# Hey everyone, I'm new!



## haunt_master11 (Aug 26, 2005)

Hey everyone in Unpleasent Street Forums, I'm a newbie. My name is Phil and I'm from Toronto, Ontario Canada. I have been haunting since 2004, with a haunted house we called in 2004 "The Scream Shack". I have many ideas and stuff that I am excited about sharing with you all!
~Phil~ A.K.A :jol: Haunt_Master :jol:


----------



## ScareFX (Aug 18, 2004)

Hi Phil. Welcome. Glad to have you here. Post away. We love ideas.


----------



## Zombie-F (Apr 12, 2004)

Hey welcome aboard!

I noticed you type in a signature at the end of every post.



haunt_master11 said:


> ~Phil~ A.K.A :jol: Haunt_Master :jol:


You can actually save yourself some typing by clicking on the "User CP" link at the top of any page, and click "Edit Signature". Then you can enter that text into the box provided, submit it, and it will automatically appear after every post you make.


----------



## Vlad (Aug 2, 2005)

Hi Phil. Share away my friend, I'm always looking for new ideas and old tips. glad you found us.


----------



## colinsuds (Aug 20, 2005)

hey Phil more canadiens the better!(I'm from ottawa)


----------



## Zombie-F (Apr 12, 2004)

I had no idea Halloween was this popular in the great, frozen North!


----------



## trishaanne (Aug 20, 2005)

Welcome aboard.
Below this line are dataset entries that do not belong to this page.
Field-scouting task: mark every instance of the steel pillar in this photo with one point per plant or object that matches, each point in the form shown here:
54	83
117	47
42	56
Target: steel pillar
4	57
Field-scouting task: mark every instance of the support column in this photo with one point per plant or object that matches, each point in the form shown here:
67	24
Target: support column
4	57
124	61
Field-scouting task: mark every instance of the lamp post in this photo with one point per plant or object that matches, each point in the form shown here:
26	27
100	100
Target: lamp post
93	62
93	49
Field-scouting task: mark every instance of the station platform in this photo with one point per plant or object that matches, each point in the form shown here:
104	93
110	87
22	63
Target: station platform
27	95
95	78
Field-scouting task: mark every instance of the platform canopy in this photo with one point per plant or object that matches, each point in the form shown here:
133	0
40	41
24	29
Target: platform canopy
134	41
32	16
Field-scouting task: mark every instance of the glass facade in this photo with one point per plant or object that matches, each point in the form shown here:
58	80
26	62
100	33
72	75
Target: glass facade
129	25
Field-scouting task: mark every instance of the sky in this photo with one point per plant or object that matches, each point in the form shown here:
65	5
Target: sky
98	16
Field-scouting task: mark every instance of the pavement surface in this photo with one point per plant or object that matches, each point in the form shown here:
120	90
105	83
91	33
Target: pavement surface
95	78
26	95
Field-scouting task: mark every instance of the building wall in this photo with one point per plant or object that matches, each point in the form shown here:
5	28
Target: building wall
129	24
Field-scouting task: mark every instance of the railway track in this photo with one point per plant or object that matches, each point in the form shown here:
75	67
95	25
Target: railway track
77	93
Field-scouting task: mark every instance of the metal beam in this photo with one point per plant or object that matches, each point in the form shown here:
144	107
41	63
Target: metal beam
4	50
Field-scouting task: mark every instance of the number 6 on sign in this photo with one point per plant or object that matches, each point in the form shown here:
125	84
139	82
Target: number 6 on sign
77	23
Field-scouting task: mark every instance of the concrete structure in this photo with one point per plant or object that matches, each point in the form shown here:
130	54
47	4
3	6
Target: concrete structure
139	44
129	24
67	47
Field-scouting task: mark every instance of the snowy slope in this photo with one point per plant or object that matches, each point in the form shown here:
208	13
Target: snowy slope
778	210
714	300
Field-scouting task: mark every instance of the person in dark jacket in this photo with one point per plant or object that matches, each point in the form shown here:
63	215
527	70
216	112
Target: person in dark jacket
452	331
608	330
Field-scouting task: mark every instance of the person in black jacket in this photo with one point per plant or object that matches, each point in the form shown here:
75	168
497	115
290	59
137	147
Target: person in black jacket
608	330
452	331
I'm also new here but I've been haunting for years now. Happy Haunting!


----------



## Vlad (Aug 2, 2005)

Yes Trish, but haunting your husband doesn't count, LOL.


----------



## claymud (Aug 21, 2005)

Welcome,
hope to see u postin soon.


----------



## Sinister (Apr 18, 2004)

Welcome to it.


----------



## Blackwidow (Jul 9, 2005)

Welcome to the forum Phil  I'd love to hear more about your haunt!


----------



## Black Cat (Aug 20, 2005)

Welcome Phil.


----------



## trishaanne (Aug 20, 2005)

Vlad, that was SOOOOO not nice, LOL. I don't haunt hubby....I haunt the ex!


----------



## SuFiKitten77 (Jul 19, 2005)

Welcome to the madhouse  Happy to see you here


----------